Today for Critical Studies, we read a chapter from Peter Morville‘s Ambient Findability, “The Sociosemantic Web.” This chapter suggests that taxonomies are out, folksonomies are in, yet (given the choice) Morville says, “I’ll take the ancient tree of knowledge over the transient leaves of popularity any day” (p. 139). That was the one line of the text that confused most of us, given his overwhelming support of how links, tags, and other forms of metadata can contribute to our understanding of the web, but that was one of our only concerns.

A few things that the chapter raised, however, related to the ways in which we, as researchers and educators, find, use, and distribute knowledge, as well as what counts as literacy now. First, we talked about the ways in which we “traditionally” did research in school with 3×5 cards, encyclopedias, and card catalogs which then lead to a final, polished paper of regurgitated information. Today, students are (or, at least, they could be) working from Wikipedia, keeping Google Notebooks, checking out social bookmarks and blogs of others working on similar research, and creating collaborative reports with a wiki. In what ways does this challenge the traditional power structures evident in schooling, in general, and literacy education, in particular? Was there ever a “pure and good” way to do research, despite the clear and concise steps that we would like to believe comprises good research?

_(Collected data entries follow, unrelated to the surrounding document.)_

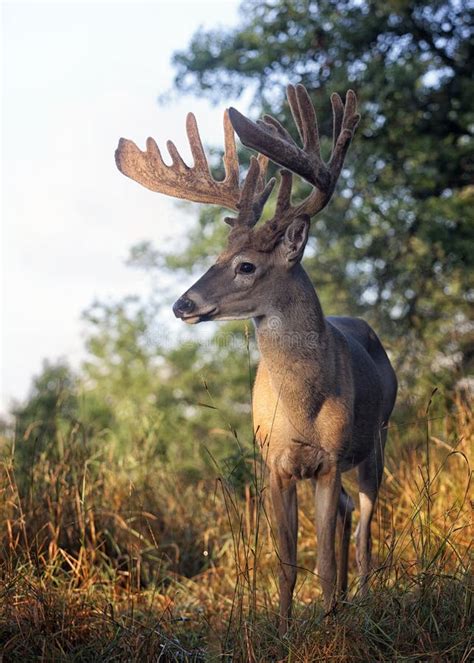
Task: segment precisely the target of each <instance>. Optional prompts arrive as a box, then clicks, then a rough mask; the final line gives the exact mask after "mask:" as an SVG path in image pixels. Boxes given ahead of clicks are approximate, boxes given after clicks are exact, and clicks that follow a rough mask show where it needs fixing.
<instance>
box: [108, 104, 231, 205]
mask: <svg viewBox="0 0 474 663" xmlns="http://www.w3.org/2000/svg"><path fill="white" fill-rule="evenodd" d="M186 132H187V136H188V140H189V145H190V148H191V153H192V156H193V160H194V165H193V166H192V167H190V166H188V165H187V164H186V163H185V162H184V161H183V159H182V157H181V155H180V154H179V152H178V150H177V148H176V146H175V145H174V143H173V142H172V141H168V142H167V147H168V151H169V153H170V156H171V159H172V165H171V166H167V165H166V164H165V163H164V161H163V158H162V156H161V153H160V150H159V149H158V146H157V144H156V142H155V141H154V140H153V138H148V139H147V143H146V150H145V152H142V150H140V149H139V148H138V147H137V146H136V145H135V143H133V142H132V141H130V140H127V139H125V138H121V139H120V141H119V144H118V147H117V150H116V152H115V161H116V164H117V167H118V169H119V170H120V171H121V172H122V173H123V174H124V175H127V177H130V178H131V179H133V180H135V181H136V182H139V183H140V184H142V185H143V186H145V187H147V188H148V189H151V191H158V192H160V193H164V194H166V195H168V196H173V197H175V198H182V199H184V200H191V201H193V202H198V203H209V204H213V205H220V206H222V207H227V208H228V209H232V210H237V209H238V203H239V198H240V188H239V162H238V158H237V149H236V146H235V137H234V130H233V128H232V124H231V122H230V119H229V114H228V112H227V111H226V112H225V113H224V137H225V153H224V157H223V162H224V168H225V173H226V174H225V178H224V180H222V181H221V182H218V181H216V180H215V179H214V178H213V176H212V175H211V172H210V170H209V164H208V161H207V158H206V155H205V152H204V148H203V146H202V142H201V137H200V135H199V130H198V126H197V122H196V118H195V117H194V115H193V114H192V113H189V114H188V116H187V118H186Z"/></svg>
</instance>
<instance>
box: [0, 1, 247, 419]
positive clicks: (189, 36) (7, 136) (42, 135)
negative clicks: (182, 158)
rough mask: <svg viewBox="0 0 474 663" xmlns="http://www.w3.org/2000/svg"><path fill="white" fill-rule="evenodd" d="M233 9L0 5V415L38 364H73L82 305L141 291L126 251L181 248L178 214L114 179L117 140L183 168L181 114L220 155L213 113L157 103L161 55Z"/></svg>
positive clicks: (228, 8) (206, 107)
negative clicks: (1, 341) (192, 119)
mask: <svg viewBox="0 0 474 663" xmlns="http://www.w3.org/2000/svg"><path fill="white" fill-rule="evenodd" d="M237 8H238V2H236V1H234V0H229V1H226V0H219V1H214V2H209V1H207V2H206V1H203V0H200V1H195V2H191V1H189V0H188V2H180V1H178V0H174V2H161V1H156V2H149V3H146V4H139V3H122V2H119V3H116V2H106V3H100V4H99V3H94V2H82V3H77V4H76V3H70V2H61V3H59V2H54V3H48V4H43V3H39V2H34V3H32V4H22V3H19V2H14V3H4V4H3V5H2V14H3V16H2V33H3V40H2V42H3V45H2V50H3V76H2V102H3V103H2V106H3V118H2V119H3V122H2V138H3V140H2V142H3V144H2V166H3V168H2V171H3V175H2V187H3V196H2V218H3V223H2V227H3V233H2V276H3V288H2V320H3V322H2V343H1V350H2V365H1V367H0V371H1V397H2V405H1V411H2V412H5V411H6V410H8V408H9V406H10V404H11V402H12V399H22V398H24V397H25V396H26V394H27V393H28V388H29V386H30V383H31V377H32V376H33V375H34V374H37V373H38V372H39V371H40V369H41V364H42V361H43V359H44V358H49V359H52V360H54V359H56V358H58V357H60V356H63V357H66V358H67V359H68V360H69V361H70V362H71V363H72V365H75V366H77V365H78V364H79V363H80V359H81V357H83V338H82V332H83V328H82V323H81V321H80V316H81V312H82V311H83V310H84V309H85V308H87V306H88V305H89V304H91V302H92V301H93V300H94V299H95V298H99V299H107V298H120V297H122V296H123V295H126V294H134V293H139V292H143V291H144V289H145V287H146V277H145V275H143V274H141V273H139V272H137V271H136V270H132V269H130V268H127V267H126V266H125V259H126V257H127V255H128V252H129V248H130V247H131V246H132V245H133V244H136V243H137V242H139V241H141V240H143V239H152V240H154V241H155V242H156V243H157V244H159V243H162V242H164V241H168V242H169V241H173V239H174V241H176V238H179V237H180V228H183V226H185V225H186V218H185V217H184V214H185V212H183V211H180V210H178V209H177V208H176V206H175V205H174V203H173V202H172V200H171V199H169V198H166V197H164V196H162V195H160V194H155V193H152V192H150V191H148V190H147V189H144V188H142V187H140V186H139V185H138V184H136V183H134V182H132V181H131V180H129V179H127V178H125V177H123V175H121V174H120V173H119V172H118V171H117V170H116V168H115V163H114V158H113V155H114V150H115V147H116V145H117V140H118V138H119V137H120V136H125V137H128V138H132V139H133V140H135V141H136V142H137V143H138V144H139V145H140V146H143V145H144V141H145V139H146V137H147V136H148V135H153V136H154V137H155V138H156V140H157V142H158V143H159V144H161V145H163V144H164V142H165V140H166V139H167V138H173V139H174V140H175V142H176V143H177V145H178V147H179V148H180V149H182V150H183V153H184V154H189V152H187V145H186V140H185V132H184V121H185V115H186V112H187V111H188V110H191V109H192V110H193V111H195V113H196V115H197V118H198V123H199V126H200V128H201V130H202V136H203V139H204V142H205V143H207V144H214V145H220V144H221V143H222V129H221V125H222V120H221V118H222V110H223V109H222V108H213V107H211V106H210V105H209V104H208V103H207V102H206V101H205V100H203V99H196V98H194V97H187V98H180V99H179V100H176V101H174V102H173V103H171V104H168V105H166V106H162V105H158V103H157V97H158V95H159V94H160V93H162V92H164V91H166V90H168V89H169V88H170V87H171V85H172V80H173V69H172V68H171V63H170V60H171V55H172V53H173V51H174V50H176V49H182V48H185V47H186V46H187V45H188V43H189V40H190V37H191V36H192V35H193V34H194V32H195V31H196V29H197V28H198V27H199V26H204V27H207V28H210V27H216V26H217V25H219V24H220V25H228V26H231V25H235V24H236V22H237V21H238V13H237ZM241 105H242V104H241ZM188 214H189V213H188ZM169 322H170V325H174V324H175V323H174V322H173V320H172V318H171V316H170V321H169ZM176 324H178V321H176Z"/></svg>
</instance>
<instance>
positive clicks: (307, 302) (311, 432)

Second, the idea that the world was built on taxonomies and is now working in folksonomies (although we are not so sure there was ever a dichotomy) makes what we want students to do as literate citizens very different than what it used to be. It is no longer about memorizing one idea sequentially after another, but instead looking for connections — sometimes suggested by experts, sometimes by peers — and trying to synthesize ideas into something new and useful, not just to repeat it for a test. We talked about the list of genres represented in hypertext (p. 146) and the ways in which composing those texts on paper as compared to using hypertext drastically changes the task. In some ways, linking is the new way to create citations (although, looking at a list of someone’s references to see what to read next has been a skill that we’ve used before the Internet).At any rate, it was an interesting read and since Morville might be coming to campus later this year for a talk, I figured it would be good to write a little bit about his work now.

Some Props for Wikis from the NEA

Aram alerted me to this article from the NEA which gives a pretty fair shake to wikis and Wikipedia. Here is a particularly compelling quote:

But with wiki technology, students can go beyond simply reading sites to helping write them as well, fulfilling the Web’s promise of becoming a fully interactive medium. According to Frey, whether or not Wikipedia is a reliable source is beside the point. Its value, he says, is in its collaborative nature. “It’s an organic product, it’s an interactive product, and it’s a community product,” he says. “You can’t compare it to traditional resources. It encourages us to accept that in today’s world, anyone can be a published author.”